Le livre décrit le quotidien d’une femme dans la Roumanie de Ceausescu. D’elle on ne connaît presque rien, ni son nom, ni son âge, ni son apparence, juste qu’elle est convoquée par la police d’Etat, la Securitate.
Son crime ? Avoir glissé dans la poche d’un pantalon pour homme un billet dans lequel elle avait inscrit « épouse moi » suivi de ses nom et adresse alors qu’elle était encore ouvrière dans une usine de vêtements confectionnés pour les européens de l’Ouest.
Renvoyée de l’usine, elle est depuis convoquée. Parfois plusieurs fois par semaine, toujours à dix heures du matin.
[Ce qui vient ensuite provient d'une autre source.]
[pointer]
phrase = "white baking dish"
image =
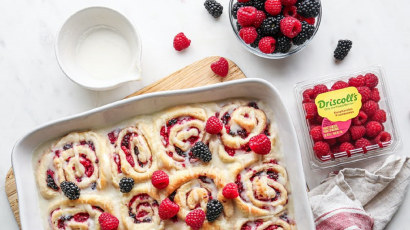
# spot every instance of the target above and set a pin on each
(149, 103)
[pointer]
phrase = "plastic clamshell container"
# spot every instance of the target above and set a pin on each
(342, 158)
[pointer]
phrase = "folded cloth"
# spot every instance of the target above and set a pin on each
(361, 199)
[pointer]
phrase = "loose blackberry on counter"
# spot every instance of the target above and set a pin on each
(308, 8)
(283, 45)
(305, 34)
(214, 8)
(342, 49)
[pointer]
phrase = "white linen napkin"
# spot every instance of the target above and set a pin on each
(361, 199)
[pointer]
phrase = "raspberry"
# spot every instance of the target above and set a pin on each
(357, 132)
(195, 219)
(321, 149)
(370, 108)
(382, 137)
(339, 85)
(160, 179)
(108, 221)
(316, 134)
(360, 119)
(167, 209)
(365, 92)
(373, 128)
(290, 11)
(248, 34)
(357, 81)
(230, 191)
(345, 137)
(371, 80)
(375, 95)
(267, 45)
(260, 16)
(220, 67)
(361, 143)
(332, 141)
(288, 2)
(311, 110)
(346, 146)
(181, 42)
(273, 7)
(379, 116)
(213, 125)
(246, 15)
(260, 144)
(290, 27)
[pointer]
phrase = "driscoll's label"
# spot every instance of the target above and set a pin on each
(338, 108)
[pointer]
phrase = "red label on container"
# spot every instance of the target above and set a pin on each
(332, 129)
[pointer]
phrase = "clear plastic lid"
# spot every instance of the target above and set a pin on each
(370, 135)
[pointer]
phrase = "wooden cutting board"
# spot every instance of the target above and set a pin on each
(194, 75)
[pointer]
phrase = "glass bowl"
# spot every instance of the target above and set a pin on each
(294, 49)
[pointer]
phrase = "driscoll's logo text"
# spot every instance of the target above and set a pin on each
(332, 102)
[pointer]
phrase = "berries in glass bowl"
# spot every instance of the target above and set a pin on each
(275, 29)
(346, 117)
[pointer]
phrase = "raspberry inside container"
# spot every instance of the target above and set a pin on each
(370, 132)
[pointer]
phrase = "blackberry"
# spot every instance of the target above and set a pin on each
(305, 34)
(236, 7)
(214, 8)
(50, 183)
(283, 45)
(255, 44)
(342, 49)
(270, 26)
(70, 190)
(309, 8)
(126, 184)
(201, 151)
(214, 208)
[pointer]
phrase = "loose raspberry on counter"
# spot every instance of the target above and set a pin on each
(181, 42)
(370, 108)
(230, 191)
(382, 137)
(357, 81)
(360, 119)
(339, 85)
(375, 95)
(220, 67)
(273, 7)
(248, 34)
(373, 128)
(379, 116)
(167, 209)
(267, 45)
(361, 143)
(246, 16)
(213, 125)
(346, 146)
(321, 149)
(160, 179)
(371, 80)
(311, 110)
(347, 137)
(260, 144)
(108, 221)
(290, 27)
(319, 89)
(195, 219)
(357, 132)
(316, 134)
(365, 92)
(260, 16)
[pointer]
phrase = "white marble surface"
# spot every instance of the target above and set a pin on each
(33, 89)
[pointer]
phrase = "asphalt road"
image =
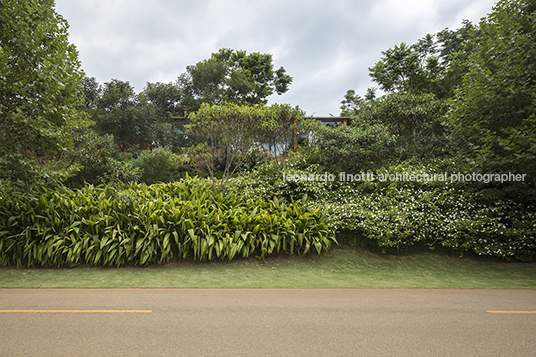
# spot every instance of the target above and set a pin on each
(267, 322)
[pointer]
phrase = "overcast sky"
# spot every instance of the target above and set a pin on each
(327, 46)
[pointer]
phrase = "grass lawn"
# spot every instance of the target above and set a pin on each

Dans ce roman, l’auteur raconte en fait deux histoires : la première est celle du voyage en tramway qui conduit notre héroïne depuis son domicile jusqu’au bureau du commandant Aldu, l’homme qui l’interroge. Un voyage entrecoupé par les pensées, les souvenirs de la jeune femme. Une deuxième histoire dans laquelle on découvre le quotidien des roumains. Les peurs, les douleurs, les petits rituels qui permettent de se maintenir en vie dans un régime où humiliation et frustration sont quotidiennes. Au fil des pages on s’imagine le chômage, l’alcoolisme chronique des hommes, les tentatives de fuites, la mort, la solitude.
Mais au delà de ce réel témoignage contre la dictature et pour la liberté, La Convocation est surtout une histoire tissée d’émotions, renforcée par le style littéraire employée par son auteur. Un style à la fois poétique – et qui ne manque pas de rappeler la géniale fantaisie de Boris Vian – qui se conjugue à un vocabulaire assez populaire. Les phrases, courtes et rythmées, apportent un réel dynamisme à l’histoire. Elles renforcent les angoisses, la critique de cette dictature vécue au quotidien et le combat d’Herta Müller, celui d’écrire pour lutter contre l’oubli. Car selon elle, vingt ans après la mort du dictateur roumain Ceausescu, « en Roumanie, on fait comme si ce passé s’était évanoui dans les airs. Le pays tout entier souffre d’amnésie« .
La portée de ce livre est d’autant plus forte qu’il possède une part autobiographique. Herta Müller, née dans le petit village roumain de Nitzkydorf en 1953, appartenait à la minorité germanophone du village. A la fin des années 1960, elle se rapproche d’un groupement politique qui rassemblait des auteurs revendiquant la liberté d’expression. Rapprochement qui lui a valu des ennuis puisque plus tard, devenue traductrice dans une usine de machines, elle a refusé de donner des renseignements sur ce groupe à la Securitate et a pour cela perdu son emploi…
Son dernier opus, Atemschaukel, (La Balançoire du souffle) retrace la vie d’un prisonnier dans les camps de concentration russe est paru cette année, et sera traduit en français pour 2010.